Tex is the preferred SI unit for linear density but it is not yet in common use throughout the textile industry. Other direct systems can be converted into tex by multiplying by the appropriate factor. In the direct system the finer the yarn, the lower is the linear density.

Indirect System

The indirect system is based upon the length per unit weight of a yarn and is usually known as count because it is based on the number of hanks of a certain length which are needed to make up a fixed weight. This is the traditional system of yarn linear density measurement and each branch of the industry has its own system based on the traditional length of hank associated with the locality and the type of yarn manufactured.

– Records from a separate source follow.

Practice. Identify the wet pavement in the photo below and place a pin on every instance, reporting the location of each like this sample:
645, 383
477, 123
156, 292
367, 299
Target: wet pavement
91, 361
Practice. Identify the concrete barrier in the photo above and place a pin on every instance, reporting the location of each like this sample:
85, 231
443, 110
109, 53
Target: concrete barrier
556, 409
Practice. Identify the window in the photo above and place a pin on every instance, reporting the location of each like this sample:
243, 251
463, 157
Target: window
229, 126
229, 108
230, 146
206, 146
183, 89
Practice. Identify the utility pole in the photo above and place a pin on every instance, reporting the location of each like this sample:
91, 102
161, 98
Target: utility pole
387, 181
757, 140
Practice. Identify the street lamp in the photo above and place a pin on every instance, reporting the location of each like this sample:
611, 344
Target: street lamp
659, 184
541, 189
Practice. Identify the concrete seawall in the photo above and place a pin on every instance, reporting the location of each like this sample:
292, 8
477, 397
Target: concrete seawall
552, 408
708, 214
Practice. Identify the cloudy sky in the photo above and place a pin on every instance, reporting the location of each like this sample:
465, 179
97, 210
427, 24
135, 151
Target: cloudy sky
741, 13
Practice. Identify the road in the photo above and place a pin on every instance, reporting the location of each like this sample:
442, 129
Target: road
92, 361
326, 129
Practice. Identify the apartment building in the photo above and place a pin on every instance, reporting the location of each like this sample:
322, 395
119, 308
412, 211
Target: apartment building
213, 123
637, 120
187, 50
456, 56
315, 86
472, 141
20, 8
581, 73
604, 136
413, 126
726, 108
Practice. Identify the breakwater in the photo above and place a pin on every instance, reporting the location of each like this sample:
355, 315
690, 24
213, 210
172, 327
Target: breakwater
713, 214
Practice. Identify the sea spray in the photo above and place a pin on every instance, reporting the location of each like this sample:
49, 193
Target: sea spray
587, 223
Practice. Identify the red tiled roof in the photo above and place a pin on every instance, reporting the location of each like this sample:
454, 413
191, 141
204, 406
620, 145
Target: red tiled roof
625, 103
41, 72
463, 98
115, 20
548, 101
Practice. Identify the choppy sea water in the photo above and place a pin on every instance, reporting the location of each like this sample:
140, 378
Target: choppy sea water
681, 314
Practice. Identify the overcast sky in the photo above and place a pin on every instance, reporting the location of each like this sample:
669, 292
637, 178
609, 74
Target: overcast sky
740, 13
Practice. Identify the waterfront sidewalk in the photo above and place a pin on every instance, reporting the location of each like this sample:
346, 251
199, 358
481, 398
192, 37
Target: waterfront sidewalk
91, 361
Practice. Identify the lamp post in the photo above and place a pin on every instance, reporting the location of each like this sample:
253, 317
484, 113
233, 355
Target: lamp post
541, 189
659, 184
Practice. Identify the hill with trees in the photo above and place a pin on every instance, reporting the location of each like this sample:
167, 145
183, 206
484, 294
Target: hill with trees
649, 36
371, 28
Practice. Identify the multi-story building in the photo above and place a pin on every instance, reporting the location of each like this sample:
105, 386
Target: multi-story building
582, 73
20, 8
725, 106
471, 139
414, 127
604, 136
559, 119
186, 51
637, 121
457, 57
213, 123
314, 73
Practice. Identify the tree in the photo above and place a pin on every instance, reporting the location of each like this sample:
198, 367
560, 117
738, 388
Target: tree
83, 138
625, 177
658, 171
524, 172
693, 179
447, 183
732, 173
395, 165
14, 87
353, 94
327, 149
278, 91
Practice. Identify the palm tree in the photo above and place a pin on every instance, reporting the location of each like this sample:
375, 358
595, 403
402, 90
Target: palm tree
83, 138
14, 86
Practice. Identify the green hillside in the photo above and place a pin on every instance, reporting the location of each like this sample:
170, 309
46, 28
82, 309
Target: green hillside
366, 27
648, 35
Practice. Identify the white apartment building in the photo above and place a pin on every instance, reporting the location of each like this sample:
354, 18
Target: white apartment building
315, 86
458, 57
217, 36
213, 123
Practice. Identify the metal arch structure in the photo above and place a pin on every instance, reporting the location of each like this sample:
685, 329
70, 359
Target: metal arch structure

The main English ones which are still used every day in the relevant parts of the industry are:

• Yorkshire Skeins Woollen Ny

Count = number of hanks all 256 yards long in 1 pound

• Worsted Count New

Count = number of hanks all 560 yards long in 1 pound

• Cotton Count Nec

Count = number of hanks all 840 yards long in 1 pound

• Metric count Nm

Count = number of kilometre lengths per kilogram

In the indirect systems the finer the yarn, the higher the count. One way of measuring count is to measure the linear density using the tex system in the first instance and then to convert the result to theappropriate count system using the appropriate conversion factor K .

Count =K/Tex 


Anonymous said...

I find this write up very educating and I would be very grateful if this question is solved for me:

A piece of cloth measuring 100m long and 36cm wide has 40 ends per cm; 45 picks per cm and yarn is 10tex. Determine the weight of warp required to weave the cloth.

Anonymous said...

Very good job. may you please help me to solve this question?

A piece of cloth measuring 100m and 36cm wide has 40 ends per cm; 45 picks per cm and yarn is 10tex. determine the weight of warp requied to weave the cloth.

Anonymous said...

I have one question.
All fabric has count and construction.
For example twill fabric 108x56 / 16x20.
108x56 I understand and am clear that 108 is warp thread and 56 is weft thread count per square inch.